Decaying Subway Posters Become Art in DNAinfo Photographer's Exhibition
LOWER EAST SIDE — While covering stories often filled with the grim details of New York City crime, Ben Fractenberg, a general assignment reporter and photographer for DNAinfo New York, found respite in an odd way — photographing aging and peeling subway posters.
Since 2011, he has been documenting the decaying advertisements as he traversed the city in a workday that could also include reporting on murder charges, staking out a crime scene or interviewing and photographing parents mourning the death of a child.
"I think part of [the poster photography] was to have a little bit of a break from it," said Fractenberg, 35, a staff member at DNAinfo since 2010. "Often I am photographing things that are kind of depressing."

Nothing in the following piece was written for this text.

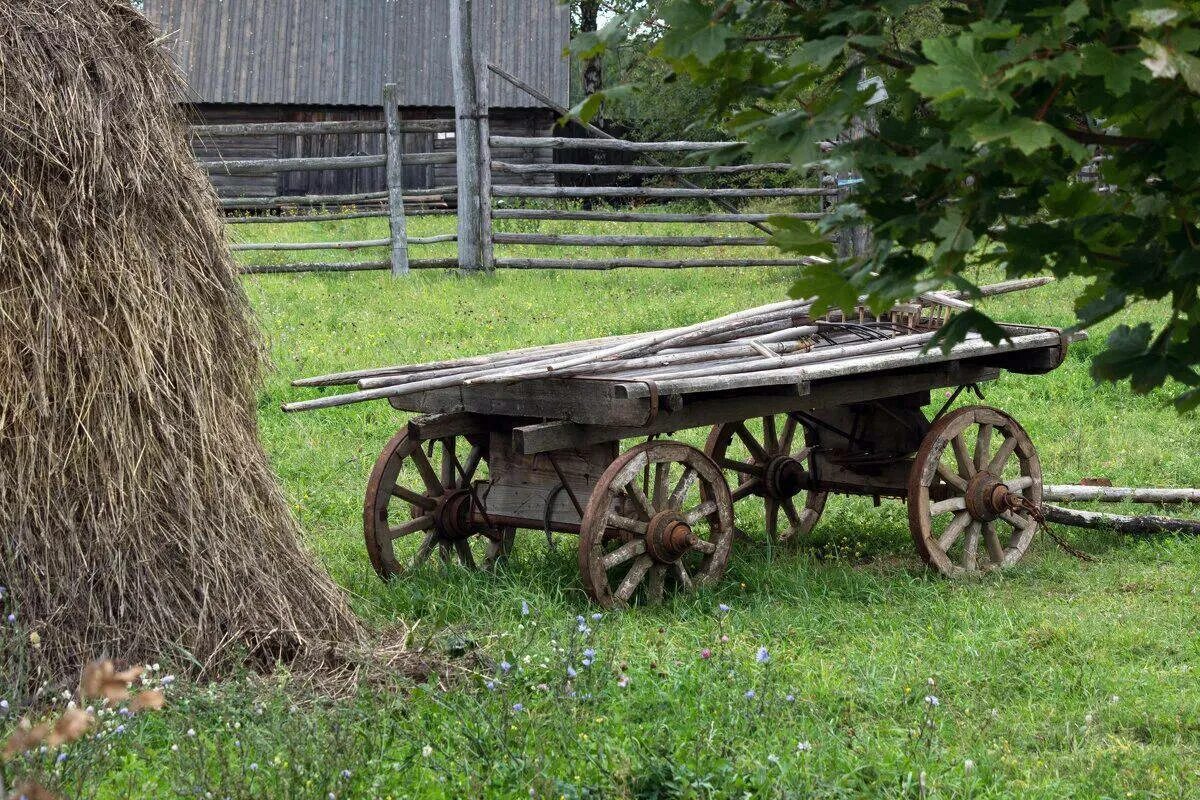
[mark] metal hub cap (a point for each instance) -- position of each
(453, 516)
(786, 477)
(669, 536)
(987, 497)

"I think a lot of people looking at them are surprised they are photos," said Fractenberg, who lives in Fort Greene. "They look at them and think they are paintings."
As the posters age, sections begin to peel back revealing a cross-pollination of textures, colors and images. This mash-up of advertisements from past and present is where Fractenberg focuses his lens.

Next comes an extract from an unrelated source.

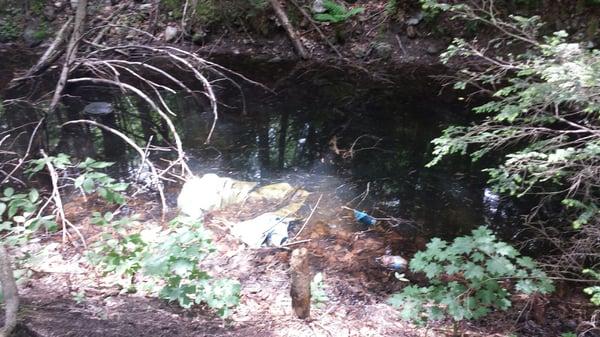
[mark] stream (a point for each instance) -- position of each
(360, 139)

The result is an image devoid of context, allowing spectators to forget they are viewing eroding subway posters.
"It's almost abstract impressionism," Fractenberg said.

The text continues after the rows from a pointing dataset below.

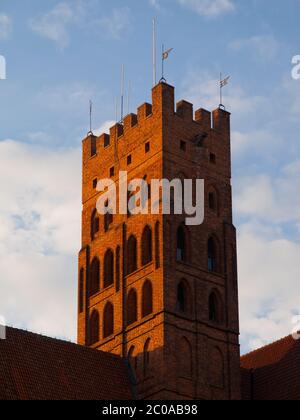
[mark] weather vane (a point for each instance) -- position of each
(223, 83)
(91, 111)
(165, 56)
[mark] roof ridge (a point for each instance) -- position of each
(71, 343)
(266, 346)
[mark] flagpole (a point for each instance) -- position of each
(162, 64)
(122, 92)
(221, 96)
(154, 51)
(91, 110)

Mark Miller, owner of the Mark Miller Gallery, praised the images that evoke paintings by Jackson Pollock and Mark Rothko.
"It is almost like he is painting with his camera," Miller said.
While most New Yorkers may speed through the subway in a blind rush, Miller said Fractenberg's photos help to show a side of New York that's worth noticing.
"He grabbed what I consider to be New York City subway treasure," Miller said.
The "Layered City" exhibit features photos taken at many subway stations, including the C train stop at 103rd street on the Upper West Side and the E stop near Queens Criminal Court in Kew Gardens.
The artistic value of decaying posters varies across New York City's subway system, according to Fractenberg. He said he found posters with the most intricate layers and a heightened degree of decay in stations with the fewest riders, making the locations possibly less valuable to advertisers.
At these less-traveled stations, the posters at the ends of platforms also had the best chance of landing in a photo, Fractenberg said.
"They [the posters] tended to have a uniqueness to them," Fractenberg said.
"Layered City" runs at the Mark Miller Gallery, 92 Orchard St., from July 10 - Aug. 10.